From a personal point of view, what emotions did you feel when the final plug was pulled on that last show? Do you see it as a fitting end, or would some kind of hometown show have been a better parting gesture? Was the unpredictability factor of being in Refused, particularly while on the road – again, something that comes across on the DVD – what kept you motivated?
It makes an odd kind of sense that we broke up where we did and how we did, but of course I’m used to the idea now. When the plug was pulled, so to speak, there was only a sense of relief. We were too dazed to feel any sadness at that point. What kept us going for as long as we did was a sense of loyalty to the group that was bordering on the suicidal. The band had been more important than any individual needs for a long time.
If you were to offer an aspiring punk band any advice now, based on your experiences, what would it be?

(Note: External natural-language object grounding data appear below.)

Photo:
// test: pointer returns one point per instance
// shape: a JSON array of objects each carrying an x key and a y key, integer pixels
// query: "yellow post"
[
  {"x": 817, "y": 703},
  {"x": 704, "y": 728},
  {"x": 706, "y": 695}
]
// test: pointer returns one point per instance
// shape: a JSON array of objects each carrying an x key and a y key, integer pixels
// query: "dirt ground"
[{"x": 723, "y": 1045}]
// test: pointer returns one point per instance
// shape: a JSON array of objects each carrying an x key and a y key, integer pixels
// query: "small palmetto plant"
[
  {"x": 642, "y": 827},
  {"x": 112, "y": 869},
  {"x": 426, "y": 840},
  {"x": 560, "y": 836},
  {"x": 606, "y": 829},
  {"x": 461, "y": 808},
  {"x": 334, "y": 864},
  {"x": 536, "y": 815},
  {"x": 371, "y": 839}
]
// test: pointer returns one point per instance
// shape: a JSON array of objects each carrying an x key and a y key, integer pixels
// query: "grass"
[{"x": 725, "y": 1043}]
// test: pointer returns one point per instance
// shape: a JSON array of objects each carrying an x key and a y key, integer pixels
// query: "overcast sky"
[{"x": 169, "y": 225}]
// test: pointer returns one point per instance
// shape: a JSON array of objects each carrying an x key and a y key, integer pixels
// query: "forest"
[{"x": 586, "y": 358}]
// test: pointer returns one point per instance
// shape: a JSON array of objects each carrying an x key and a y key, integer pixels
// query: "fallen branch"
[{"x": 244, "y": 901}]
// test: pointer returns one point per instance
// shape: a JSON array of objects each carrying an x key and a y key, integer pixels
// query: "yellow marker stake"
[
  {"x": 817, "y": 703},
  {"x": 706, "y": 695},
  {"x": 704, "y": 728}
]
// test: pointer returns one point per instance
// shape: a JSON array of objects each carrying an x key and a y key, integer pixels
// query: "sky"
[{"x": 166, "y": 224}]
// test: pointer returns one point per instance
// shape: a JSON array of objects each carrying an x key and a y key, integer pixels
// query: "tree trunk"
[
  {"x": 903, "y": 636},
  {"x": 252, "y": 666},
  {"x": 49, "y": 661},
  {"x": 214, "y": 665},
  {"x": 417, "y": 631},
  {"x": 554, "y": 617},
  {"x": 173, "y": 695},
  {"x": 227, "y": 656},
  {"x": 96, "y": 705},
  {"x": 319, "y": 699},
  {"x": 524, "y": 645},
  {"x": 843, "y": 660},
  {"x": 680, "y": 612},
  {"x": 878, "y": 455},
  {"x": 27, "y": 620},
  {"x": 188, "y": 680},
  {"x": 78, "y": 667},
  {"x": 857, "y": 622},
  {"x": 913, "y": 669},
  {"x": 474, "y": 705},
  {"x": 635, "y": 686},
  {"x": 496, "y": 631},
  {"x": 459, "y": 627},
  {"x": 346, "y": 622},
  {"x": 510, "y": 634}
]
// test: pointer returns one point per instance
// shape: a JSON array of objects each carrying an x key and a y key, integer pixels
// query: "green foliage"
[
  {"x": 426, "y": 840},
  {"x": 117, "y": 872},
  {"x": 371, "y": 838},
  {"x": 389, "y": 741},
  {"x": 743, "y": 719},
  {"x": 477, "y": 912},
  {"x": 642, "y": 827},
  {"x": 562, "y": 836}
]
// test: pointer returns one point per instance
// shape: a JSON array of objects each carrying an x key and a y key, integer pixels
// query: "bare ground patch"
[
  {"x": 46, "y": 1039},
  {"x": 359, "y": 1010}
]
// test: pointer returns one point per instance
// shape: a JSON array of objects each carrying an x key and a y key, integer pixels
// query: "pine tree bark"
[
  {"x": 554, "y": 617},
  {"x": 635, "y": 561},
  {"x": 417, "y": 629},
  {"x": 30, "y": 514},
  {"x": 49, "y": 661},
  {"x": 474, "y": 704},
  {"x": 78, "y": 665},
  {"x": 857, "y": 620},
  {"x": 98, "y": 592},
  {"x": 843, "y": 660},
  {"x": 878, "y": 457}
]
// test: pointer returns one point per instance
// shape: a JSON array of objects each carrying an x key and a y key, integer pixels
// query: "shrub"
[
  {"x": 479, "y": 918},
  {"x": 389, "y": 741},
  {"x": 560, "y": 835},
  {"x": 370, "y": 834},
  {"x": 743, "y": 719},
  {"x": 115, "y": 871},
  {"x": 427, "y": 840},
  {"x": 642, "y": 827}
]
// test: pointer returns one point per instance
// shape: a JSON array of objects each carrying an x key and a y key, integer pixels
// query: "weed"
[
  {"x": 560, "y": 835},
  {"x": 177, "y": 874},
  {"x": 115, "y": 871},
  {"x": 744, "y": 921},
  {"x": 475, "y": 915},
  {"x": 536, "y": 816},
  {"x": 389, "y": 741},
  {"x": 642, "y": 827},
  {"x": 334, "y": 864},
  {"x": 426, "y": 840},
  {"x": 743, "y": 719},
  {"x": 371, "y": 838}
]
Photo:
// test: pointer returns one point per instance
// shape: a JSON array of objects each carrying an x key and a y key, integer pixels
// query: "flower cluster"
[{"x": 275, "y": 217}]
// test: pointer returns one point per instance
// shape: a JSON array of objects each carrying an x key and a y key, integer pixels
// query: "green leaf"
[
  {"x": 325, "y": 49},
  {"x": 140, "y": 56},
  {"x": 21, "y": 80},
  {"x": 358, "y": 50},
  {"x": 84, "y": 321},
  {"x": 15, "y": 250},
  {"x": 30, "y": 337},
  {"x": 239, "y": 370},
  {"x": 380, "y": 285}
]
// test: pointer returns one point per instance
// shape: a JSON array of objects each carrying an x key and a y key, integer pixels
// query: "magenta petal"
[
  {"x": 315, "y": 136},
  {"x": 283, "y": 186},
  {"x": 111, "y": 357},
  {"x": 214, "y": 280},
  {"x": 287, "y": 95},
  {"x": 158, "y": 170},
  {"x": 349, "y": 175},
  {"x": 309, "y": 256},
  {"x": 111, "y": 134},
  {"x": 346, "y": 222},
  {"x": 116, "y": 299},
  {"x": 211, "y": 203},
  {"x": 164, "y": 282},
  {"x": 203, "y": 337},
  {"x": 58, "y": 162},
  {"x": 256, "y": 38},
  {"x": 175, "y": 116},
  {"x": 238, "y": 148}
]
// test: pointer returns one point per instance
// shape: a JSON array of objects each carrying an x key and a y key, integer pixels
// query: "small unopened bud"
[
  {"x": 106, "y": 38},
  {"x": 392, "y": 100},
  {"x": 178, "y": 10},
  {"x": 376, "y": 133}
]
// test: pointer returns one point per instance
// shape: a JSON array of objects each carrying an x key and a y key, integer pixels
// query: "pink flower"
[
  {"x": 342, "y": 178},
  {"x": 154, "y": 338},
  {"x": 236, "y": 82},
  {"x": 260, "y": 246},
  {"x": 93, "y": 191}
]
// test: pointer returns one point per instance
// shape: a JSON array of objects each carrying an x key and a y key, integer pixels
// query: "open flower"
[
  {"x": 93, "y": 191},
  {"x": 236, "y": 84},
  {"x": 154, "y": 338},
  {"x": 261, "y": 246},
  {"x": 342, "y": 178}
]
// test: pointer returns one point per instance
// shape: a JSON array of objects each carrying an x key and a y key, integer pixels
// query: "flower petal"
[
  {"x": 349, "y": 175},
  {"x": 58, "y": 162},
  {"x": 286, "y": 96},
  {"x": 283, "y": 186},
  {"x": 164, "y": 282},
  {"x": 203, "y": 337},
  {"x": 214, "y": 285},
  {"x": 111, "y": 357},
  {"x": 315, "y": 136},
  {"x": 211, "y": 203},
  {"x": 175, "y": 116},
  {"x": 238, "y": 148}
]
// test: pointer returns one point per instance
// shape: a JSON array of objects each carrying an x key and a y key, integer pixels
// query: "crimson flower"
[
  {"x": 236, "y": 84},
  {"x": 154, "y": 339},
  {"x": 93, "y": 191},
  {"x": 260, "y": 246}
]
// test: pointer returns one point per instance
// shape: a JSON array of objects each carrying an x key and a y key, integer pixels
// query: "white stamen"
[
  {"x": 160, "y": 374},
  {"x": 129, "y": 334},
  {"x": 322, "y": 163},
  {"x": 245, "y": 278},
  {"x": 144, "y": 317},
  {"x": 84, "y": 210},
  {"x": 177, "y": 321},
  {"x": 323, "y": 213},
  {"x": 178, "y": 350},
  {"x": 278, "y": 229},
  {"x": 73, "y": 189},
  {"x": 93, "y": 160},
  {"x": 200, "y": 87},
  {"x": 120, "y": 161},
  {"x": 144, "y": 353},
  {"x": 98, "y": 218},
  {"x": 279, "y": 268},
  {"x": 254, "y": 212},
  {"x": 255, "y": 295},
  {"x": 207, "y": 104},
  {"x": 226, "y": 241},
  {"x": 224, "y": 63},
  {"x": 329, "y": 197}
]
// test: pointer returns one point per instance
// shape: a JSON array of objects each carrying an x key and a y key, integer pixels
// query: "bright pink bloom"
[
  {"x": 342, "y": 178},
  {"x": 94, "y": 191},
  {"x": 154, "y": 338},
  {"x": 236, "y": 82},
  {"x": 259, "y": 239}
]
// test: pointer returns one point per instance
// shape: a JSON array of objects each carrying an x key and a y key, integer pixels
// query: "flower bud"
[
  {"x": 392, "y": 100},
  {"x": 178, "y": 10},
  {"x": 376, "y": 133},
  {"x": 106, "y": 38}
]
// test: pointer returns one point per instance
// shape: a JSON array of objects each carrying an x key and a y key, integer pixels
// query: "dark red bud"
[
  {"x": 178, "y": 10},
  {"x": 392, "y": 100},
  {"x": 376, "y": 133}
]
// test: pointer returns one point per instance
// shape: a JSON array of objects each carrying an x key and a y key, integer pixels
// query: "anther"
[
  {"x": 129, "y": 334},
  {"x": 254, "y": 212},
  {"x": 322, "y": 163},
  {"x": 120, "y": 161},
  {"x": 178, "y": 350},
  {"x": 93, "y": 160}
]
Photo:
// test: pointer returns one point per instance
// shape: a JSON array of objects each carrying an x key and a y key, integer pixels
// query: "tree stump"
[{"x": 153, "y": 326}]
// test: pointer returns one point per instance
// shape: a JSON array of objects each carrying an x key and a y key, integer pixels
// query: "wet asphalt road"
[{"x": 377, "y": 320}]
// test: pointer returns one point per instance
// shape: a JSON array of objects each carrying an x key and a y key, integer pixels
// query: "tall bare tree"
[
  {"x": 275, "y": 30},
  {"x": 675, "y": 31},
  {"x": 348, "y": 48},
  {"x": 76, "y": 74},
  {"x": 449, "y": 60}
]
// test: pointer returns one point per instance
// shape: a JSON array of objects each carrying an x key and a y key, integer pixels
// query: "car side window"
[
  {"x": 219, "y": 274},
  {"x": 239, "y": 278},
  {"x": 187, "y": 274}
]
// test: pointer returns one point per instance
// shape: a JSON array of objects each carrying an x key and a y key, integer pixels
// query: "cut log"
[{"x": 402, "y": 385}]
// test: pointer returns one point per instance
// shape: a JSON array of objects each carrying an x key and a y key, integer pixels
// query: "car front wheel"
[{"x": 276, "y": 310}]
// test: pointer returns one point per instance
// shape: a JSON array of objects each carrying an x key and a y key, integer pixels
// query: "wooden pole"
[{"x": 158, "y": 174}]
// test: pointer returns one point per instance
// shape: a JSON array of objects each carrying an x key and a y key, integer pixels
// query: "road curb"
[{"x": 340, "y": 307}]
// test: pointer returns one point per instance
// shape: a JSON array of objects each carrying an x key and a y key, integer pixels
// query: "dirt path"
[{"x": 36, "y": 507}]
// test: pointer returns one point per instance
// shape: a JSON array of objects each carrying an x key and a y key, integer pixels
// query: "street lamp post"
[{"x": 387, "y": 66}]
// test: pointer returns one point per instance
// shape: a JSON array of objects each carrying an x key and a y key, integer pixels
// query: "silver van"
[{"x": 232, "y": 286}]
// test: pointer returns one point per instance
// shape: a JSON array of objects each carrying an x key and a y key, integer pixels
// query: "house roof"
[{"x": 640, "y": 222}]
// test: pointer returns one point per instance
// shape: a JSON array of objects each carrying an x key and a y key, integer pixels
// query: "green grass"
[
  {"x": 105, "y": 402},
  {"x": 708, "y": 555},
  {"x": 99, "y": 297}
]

One: when your drummer has recurrent mental breakdowns and runs off in the night, naked, after shows, then you might have a little problem. Two: when your singer writes a lyric featuring the chorus, “Fuck you for pissing on me / Fuck you for pissing on me”, directed at the other members of the group, that might be a good time for a little talk. Three: if two of the members of your group are romantically involved with the same person, who is also your tour manager, resulting in dramas on a daily basis, sit down and discuss the situation.
Of course, with any new release like this comes the question of reunion…
We would effectively annihilate our reputation as a good live band if we did. Mind you, we are old men these days. Jokes aside, it’s best left where it is.
Final question then: is this DVD the very final chapter in the Refused tale? Can you see the impact of The Shape Of Punk To Come diminishing any time soon?
I think this is it. As for …Shape…, I have no idea. People find new things to get excited about but the record has had a great run as it is. You never know, but I can’t see myself at 40 being asked about that record.
“…but they do, they do. Somehow baby, I never thought that we’d do too.”
Refused Are Fucking Dead is released on April 24 through Burning Heart Records. Digipack repressings of The Shape Of Punk To Come and its predecessor Songs To Fan The Flames Of Discontent are also widely available, again through Burning Heart.